The fundamental problem is that even when hedge funds say they are pursuing entirely separate investment strategies, they often actually use common approaches, according to several experts. When one of these bets goes bad for one hedge fund, losses can result for many of them, disrupting the broader financial markets.

The convergence of hedge fund strategies is quantifiable. It was detected in a study completed earlier this year by Nicole M. Boyson, an assistant professor of finance and insurance at Northeastern University; Christof W. Stahel, an assistant professor of finance at George Mason University; and René M. Stulz, a professor of finance at Ohio State University. A copy of their study, “Is There Hedge Fund Contagion?,” is at [ssrn.com].

The professors focused on months when there was a particularly big loss in one of the many categories of hedge funds. In an interview, Professor Stulz said he and his co-authors found that during those months, all hedge funds, regardless of their category, had an unexpectedly high probability of losses, too.

A number of factors have caused this convergence, according to Lawrence G. Tint, an investment consultant and retired vice chairman of Barclays Global Investors. These include “the sheer number of hedge funds, the huge amount of assets invested in them, and the enormous amount of leverage that they employ,” Mr. Tint said. Another is a fee structure that provides hedge fund managers with “an intense incentive to capture the last little inch of competitive advantage,” he said.

Hedge funds are structured and regulated in ways that give them wide latitude to pursue profit opportunities wherever they find them. Mr. Tint says he suspects that some hedge fund investors will be surprised that their funds lost money because of problems in the subprime mortgage arena. That’s because those investors have been falsely assuming that, just because their funds focused on completely different strategies — commodities, for example — they have no exposure to the subprime mortgage market.

“There are today so many interconnections between hedge funds that, on the surface, pursue quite different approaches, that even a minor perturbation in one corner of the market causes everyone to run in the same direction,” Mr. Tint said.

Another factor that contributes to rapidly spreading losses, or contagion, among hedge funds is the proportion of their holdings invested in assets that cannot be readily sold. Hedge funds are attracted to such illiquid assets because their expected return is often higher than that of liquid investments. But that higher expected return carries a price: it makes it harder for the funds to raise money when credit becomes tight.

One expert who has worried for several years about the risks caused by hedge fund illiquidity is Andrew W. Lo, a finance professor at the Massachusetts Institute of Technology and director of its Laboratory for Financial Engineering.
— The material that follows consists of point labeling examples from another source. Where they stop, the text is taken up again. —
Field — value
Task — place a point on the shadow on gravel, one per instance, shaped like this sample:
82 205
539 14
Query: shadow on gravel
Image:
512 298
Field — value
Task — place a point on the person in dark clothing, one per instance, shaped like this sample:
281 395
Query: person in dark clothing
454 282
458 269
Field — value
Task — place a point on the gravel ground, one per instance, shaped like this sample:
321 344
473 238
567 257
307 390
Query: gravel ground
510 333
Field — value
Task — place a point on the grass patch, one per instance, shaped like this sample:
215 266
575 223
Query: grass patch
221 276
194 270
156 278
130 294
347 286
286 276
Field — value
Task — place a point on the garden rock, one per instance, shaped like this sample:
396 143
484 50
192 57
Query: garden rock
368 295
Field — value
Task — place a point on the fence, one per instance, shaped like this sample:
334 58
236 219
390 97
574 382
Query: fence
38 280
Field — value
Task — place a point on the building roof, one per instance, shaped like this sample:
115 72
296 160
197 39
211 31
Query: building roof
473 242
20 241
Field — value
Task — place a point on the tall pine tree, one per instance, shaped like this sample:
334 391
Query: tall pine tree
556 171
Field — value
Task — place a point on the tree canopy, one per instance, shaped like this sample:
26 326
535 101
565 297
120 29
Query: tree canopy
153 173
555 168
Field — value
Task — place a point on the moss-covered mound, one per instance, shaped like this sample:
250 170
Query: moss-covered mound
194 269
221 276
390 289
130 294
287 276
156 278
He is also chief scientific officer at the AlphaSimplex Group, a hedge fund management firm in Cambridge, Mass.

Hedge funds do not generally divulge their holdings, so the extent of illiquidity must be measured indirectly. Professor Lo does this by measuring the degree to which hedge fund returns move in the same direction from month to month — a statistical pattern that some call return persistence. This is a telltale sign of illiquid investments, he argues, because their valuations typically are updated infrequently — say, once a quarter or once a year. In such cases, hedge funds have to make a number of assumptions when coming up with how an illiquid investment performed in a particular month, and they may simply extrapolate it from past returns. This will have the effect of making an illiquid investment’s month-to-month returns appear to move in the same direction.

In an interview, Professor Lo said he began noticing as early as five years ago that return persistence was becoming more prevalent in hedge funds, and that it has become even more so since.
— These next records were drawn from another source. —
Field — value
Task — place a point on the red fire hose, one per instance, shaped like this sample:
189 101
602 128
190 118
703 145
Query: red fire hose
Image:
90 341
As an example of how this measurement could have been used as an early warning signal, he refers to Amaranth Advisors, the hedge fund that failed last September. The particular trade that caused huge losses for that fund, and eventually led to its closure, was a complex derivative involving natural gas futures contracts. Professor Lo said that this derivative appeared to become quite illiquid in mid-2006, as evidenced by a big spike in its return persistence. This indicated a marked increase in vulnerability for hedge funds invested in it, according to Professor Lo.

It turns out, however, that relatively few hedge funds were invested in that derivative, so the ripple effects of Amaranth’s failure were relatively mild. But that was something of a lucky break, Professor Lo said. Today, the odds are higher than ever that losses in a remote corner of the financial markets will spread quickly across the hedge fund world.

Professor Lo likened his warnings about hedge fund illiquidity to those of a weather forecaster pointing out that a forest has become extremely dry and vulnerable to fire. “Such a report can’t be used to predict when a spark will actually trigger a rapidly-spreading fire,” he said, “but it does tell you that it has become significantly more likely to happen at any time.”